TORONTO (Reuters) - Reports of a lackluster launch of its pivotal new smartphone in the U.S. market cost BlackBerry an influential downgrade on its stock on Monday and a 4 percent drop in its share price, just days ahead of quarterly results that will offer the first concrete gauge of how its new phone is being received.
The results, due on Thursday, will offer a glimpse of sales of the new Z10 device in Britain, Canada and several other markets, where it has been available for more than a month.
Sales in the vital U.S. market began only on Friday, and to little or no fanfare, prompting Goldman Sachs to cut its rating on BlackBerry to “neutral” from “buy”. Goldman cited little marketing support from the company and apparently low sales.
The Goldman report, coupled with other media and analysts’ reports of a flat U.S. debut, have pulled down the volatile stock more than 11 percent on the Nasdaq since Friday, including a fall of 4.5 percent to $14.23 on Monday.
Nevertheless, an upbeat forecast from the company on Thursday could push BlackBerry shares higher again, said Eric Jackson, founder and managing Partner of Ironfire Capital LLC, which owns shares in BlackBerry.
“Even if they report a so-so quarter ... If they provide robust guidance for the current quarter that could really light a fire under the stock,” said Jackson, once a long-time bear on BlackBerry’s stock but who is now bullish on its prospects.
BlackBerry unveiled the Z10 on January 30 and has reported fairly solid demand for it in its home country, Canada, and in other countries such India and the United Arab Emirates, where BlackBerry still has a strong brand and presence.
But the late debut in the United, due to a longer carrier testing process, and the muted reception there has cast doubts on BlackBerry’s chance of a turnaround.
The Z10 is the first in a line of devices that will be powered by BlackBerry’s new BB10 operating system.

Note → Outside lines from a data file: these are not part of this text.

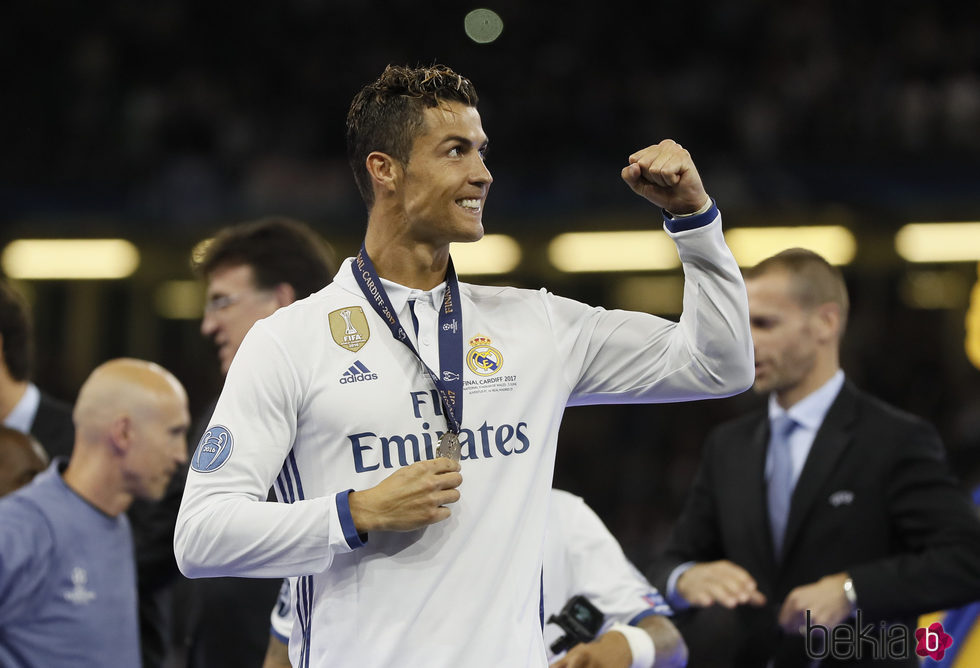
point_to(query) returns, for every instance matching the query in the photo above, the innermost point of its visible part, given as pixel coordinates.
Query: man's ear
(385, 170)
(121, 433)
(828, 322)
(285, 294)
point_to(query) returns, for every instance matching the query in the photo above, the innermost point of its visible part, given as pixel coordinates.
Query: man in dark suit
(23, 406)
(828, 507)
(251, 270)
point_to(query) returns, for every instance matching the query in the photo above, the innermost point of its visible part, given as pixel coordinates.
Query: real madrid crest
(349, 329)
(482, 358)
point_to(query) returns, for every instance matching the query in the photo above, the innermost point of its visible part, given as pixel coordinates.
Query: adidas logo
(356, 373)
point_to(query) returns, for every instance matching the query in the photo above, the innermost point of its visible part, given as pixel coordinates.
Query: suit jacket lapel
(830, 442)
(753, 459)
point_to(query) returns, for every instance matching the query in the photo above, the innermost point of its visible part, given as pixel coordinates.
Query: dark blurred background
(161, 121)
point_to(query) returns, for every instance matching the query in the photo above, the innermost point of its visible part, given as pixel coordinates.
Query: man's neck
(11, 392)
(789, 397)
(407, 262)
(96, 481)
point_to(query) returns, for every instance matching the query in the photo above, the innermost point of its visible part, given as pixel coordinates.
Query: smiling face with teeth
(445, 180)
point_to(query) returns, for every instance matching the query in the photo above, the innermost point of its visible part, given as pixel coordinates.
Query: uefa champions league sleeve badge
(213, 450)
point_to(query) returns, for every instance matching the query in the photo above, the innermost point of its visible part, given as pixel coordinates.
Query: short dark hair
(388, 115)
(16, 329)
(814, 280)
(279, 250)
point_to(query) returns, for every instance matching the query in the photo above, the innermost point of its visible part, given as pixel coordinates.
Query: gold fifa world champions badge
(349, 329)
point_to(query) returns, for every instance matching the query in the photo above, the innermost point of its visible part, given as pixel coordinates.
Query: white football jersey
(320, 400)
(581, 558)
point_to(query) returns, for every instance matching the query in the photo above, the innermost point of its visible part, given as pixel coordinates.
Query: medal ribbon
(450, 383)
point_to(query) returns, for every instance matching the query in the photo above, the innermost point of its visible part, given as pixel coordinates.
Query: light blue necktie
(781, 479)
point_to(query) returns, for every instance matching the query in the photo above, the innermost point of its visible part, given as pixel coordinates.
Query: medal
(449, 446)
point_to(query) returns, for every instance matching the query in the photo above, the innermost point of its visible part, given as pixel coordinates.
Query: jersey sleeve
(26, 547)
(597, 567)
(624, 356)
(281, 619)
(225, 526)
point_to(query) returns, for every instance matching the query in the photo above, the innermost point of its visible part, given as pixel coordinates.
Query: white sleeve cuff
(674, 599)
(640, 642)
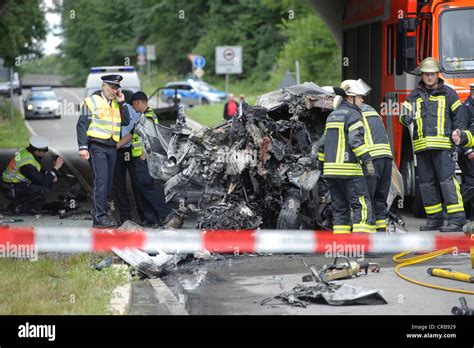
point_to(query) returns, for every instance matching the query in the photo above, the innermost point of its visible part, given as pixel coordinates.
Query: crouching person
(25, 183)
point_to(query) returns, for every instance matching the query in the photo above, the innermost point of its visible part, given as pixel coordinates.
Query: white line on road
(164, 295)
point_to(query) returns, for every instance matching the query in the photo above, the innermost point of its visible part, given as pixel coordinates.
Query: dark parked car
(42, 102)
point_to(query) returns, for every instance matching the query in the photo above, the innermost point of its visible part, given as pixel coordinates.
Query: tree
(22, 28)
(308, 41)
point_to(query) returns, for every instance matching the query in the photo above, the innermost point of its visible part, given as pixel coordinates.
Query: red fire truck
(383, 42)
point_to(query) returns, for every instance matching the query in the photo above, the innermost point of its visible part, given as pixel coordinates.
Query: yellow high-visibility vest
(137, 147)
(12, 173)
(105, 120)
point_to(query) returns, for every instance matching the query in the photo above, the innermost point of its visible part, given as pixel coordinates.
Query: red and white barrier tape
(53, 239)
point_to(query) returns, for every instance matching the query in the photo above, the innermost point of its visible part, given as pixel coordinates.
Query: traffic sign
(150, 52)
(228, 59)
(141, 50)
(199, 62)
(199, 72)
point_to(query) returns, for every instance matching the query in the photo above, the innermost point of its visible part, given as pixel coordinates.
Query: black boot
(104, 222)
(432, 226)
(451, 228)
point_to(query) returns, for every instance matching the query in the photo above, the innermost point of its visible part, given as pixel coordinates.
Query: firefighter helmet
(355, 87)
(429, 65)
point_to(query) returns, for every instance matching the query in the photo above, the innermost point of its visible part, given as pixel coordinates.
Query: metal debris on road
(331, 292)
(256, 171)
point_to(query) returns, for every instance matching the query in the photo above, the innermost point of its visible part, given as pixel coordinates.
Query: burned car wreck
(256, 171)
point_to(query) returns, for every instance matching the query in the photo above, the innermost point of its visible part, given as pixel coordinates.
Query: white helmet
(355, 87)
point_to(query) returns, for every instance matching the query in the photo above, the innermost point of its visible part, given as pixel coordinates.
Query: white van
(129, 85)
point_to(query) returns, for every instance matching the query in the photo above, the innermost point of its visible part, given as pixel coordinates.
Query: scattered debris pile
(332, 292)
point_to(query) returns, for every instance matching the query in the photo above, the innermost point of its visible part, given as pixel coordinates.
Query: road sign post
(198, 64)
(150, 55)
(228, 61)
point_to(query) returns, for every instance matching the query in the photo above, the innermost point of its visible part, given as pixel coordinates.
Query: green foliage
(51, 64)
(22, 26)
(67, 285)
(309, 42)
(272, 34)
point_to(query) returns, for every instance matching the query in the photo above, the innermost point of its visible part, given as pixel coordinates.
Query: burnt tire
(289, 216)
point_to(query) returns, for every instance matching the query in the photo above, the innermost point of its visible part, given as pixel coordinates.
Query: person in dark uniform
(376, 139)
(155, 210)
(432, 108)
(98, 132)
(124, 165)
(24, 180)
(341, 154)
(466, 154)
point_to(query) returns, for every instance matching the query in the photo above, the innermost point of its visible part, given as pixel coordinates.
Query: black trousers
(153, 202)
(346, 194)
(27, 196)
(436, 171)
(379, 187)
(467, 168)
(123, 165)
(102, 161)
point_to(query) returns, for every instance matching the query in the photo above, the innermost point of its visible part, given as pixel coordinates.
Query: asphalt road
(238, 284)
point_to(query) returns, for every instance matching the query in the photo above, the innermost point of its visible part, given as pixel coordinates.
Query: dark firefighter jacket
(342, 147)
(434, 114)
(375, 135)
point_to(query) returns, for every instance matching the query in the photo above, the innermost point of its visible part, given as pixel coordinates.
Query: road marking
(76, 97)
(165, 296)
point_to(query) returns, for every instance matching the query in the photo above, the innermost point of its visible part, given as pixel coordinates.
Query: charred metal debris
(258, 170)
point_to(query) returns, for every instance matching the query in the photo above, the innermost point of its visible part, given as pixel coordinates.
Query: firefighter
(341, 154)
(466, 154)
(98, 132)
(376, 140)
(155, 210)
(25, 182)
(432, 108)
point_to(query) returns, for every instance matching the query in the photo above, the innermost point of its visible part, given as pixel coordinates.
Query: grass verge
(13, 134)
(67, 285)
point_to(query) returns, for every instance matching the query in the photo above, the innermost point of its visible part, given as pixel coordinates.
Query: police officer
(433, 109)
(124, 165)
(342, 152)
(155, 210)
(466, 154)
(376, 140)
(24, 180)
(98, 132)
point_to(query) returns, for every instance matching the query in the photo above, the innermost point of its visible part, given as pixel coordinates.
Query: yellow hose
(421, 258)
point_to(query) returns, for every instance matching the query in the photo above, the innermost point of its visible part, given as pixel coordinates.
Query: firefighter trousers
(379, 187)
(436, 172)
(467, 167)
(347, 194)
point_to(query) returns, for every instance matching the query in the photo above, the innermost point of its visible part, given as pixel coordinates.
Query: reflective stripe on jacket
(105, 120)
(137, 146)
(342, 146)
(434, 116)
(375, 135)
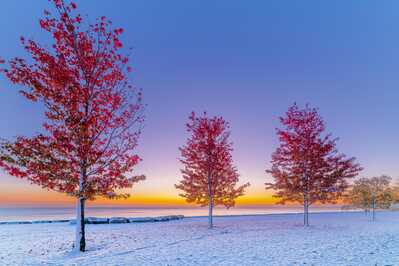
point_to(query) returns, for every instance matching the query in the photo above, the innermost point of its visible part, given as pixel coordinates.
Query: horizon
(244, 68)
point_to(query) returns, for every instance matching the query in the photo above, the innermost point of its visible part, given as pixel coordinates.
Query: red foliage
(307, 166)
(94, 115)
(209, 176)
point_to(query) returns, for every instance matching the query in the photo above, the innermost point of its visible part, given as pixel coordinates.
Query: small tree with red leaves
(209, 177)
(93, 114)
(306, 166)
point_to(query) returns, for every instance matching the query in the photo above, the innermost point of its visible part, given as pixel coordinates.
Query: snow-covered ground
(332, 239)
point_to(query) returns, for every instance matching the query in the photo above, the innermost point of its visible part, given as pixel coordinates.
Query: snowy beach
(346, 238)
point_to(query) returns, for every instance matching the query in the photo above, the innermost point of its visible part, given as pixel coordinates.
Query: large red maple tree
(209, 176)
(93, 114)
(307, 166)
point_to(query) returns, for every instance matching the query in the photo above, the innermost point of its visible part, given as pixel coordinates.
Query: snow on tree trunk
(80, 242)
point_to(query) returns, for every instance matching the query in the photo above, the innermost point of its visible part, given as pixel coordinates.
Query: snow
(347, 238)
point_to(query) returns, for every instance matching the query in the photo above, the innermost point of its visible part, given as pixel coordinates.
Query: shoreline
(155, 219)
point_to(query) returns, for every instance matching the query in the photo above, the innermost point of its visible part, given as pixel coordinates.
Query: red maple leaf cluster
(306, 166)
(209, 176)
(93, 114)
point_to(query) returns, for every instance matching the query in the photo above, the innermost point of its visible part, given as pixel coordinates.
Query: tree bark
(210, 218)
(306, 211)
(306, 202)
(80, 243)
(210, 204)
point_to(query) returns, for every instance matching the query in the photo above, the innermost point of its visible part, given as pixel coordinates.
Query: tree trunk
(210, 204)
(210, 218)
(80, 243)
(306, 211)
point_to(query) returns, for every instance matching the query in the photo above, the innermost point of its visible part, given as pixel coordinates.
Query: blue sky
(244, 60)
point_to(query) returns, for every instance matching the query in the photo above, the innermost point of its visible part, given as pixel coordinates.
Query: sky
(247, 61)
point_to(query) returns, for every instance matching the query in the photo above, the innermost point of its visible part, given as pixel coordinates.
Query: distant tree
(209, 177)
(93, 114)
(306, 166)
(372, 193)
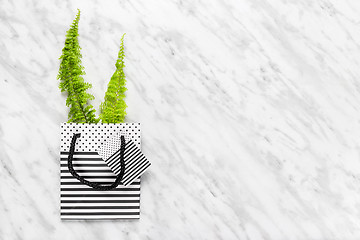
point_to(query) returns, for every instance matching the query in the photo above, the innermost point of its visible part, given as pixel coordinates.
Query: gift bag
(101, 165)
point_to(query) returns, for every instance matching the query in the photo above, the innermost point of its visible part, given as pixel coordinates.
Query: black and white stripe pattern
(79, 201)
(135, 162)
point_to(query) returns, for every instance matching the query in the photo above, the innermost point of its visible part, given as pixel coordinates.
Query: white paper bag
(80, 201)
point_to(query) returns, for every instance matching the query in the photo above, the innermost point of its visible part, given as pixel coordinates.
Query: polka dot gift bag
(101, 165)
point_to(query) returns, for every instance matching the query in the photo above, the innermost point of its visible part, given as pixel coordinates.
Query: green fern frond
(112, 110)
(71, 80)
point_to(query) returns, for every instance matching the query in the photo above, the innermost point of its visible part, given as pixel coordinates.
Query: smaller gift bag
(101, 165)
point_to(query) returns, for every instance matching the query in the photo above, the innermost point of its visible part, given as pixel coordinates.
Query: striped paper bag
(81, 201)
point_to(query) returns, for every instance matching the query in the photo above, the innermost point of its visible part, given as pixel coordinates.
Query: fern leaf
(71, 80)
(112, 110)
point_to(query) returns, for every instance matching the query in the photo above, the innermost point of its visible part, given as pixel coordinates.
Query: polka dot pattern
(93, 136)
(111, 145)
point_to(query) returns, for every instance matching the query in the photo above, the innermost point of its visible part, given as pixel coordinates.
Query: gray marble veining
(249, 113)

It is a key part of the company’s attempt to regain relevance and win back market share in the smartphone arena that it once dominated.
But delays in transitioning to the new platform have hurt BlackBerry’s fortunes, and the company has ceded much ground to rivals like Apple’s iPhone, Samsung Electronics Co’s Galaxy line and other devices powered by Google’s market-leading Android operating system.
“It remains to be seen if BlackBerry 10 can gain mainstream acceptance against Android and (Apple‘s) iOS,” said Sterne Agee analyst Shaw Wu, who still expects BlackBerry to meet or beat investor expectations when it reports its fiscal fourth-quarter results on Thursday, driven by momentum around the Z10.
“We anticipate a decent quarter as expectations are low,” Wu said. “However, we remain on the sidelines as we are concerned with lack of profitability.”
Analysts, on average, expect BlackBerry to report a loss of 29 cents a share in the period on sales of $2.8 billion, according to Thomson Reuters I/B/E/S. Wall Street will be looking for sales of about 1 million Z10 devices in the quarter.
Shares of BlackBerry closed down 68 cents at $14.23 on the Nasdaq on Monday, while its Toronto-listed shares fell 68 Canadian cents to C$14.51.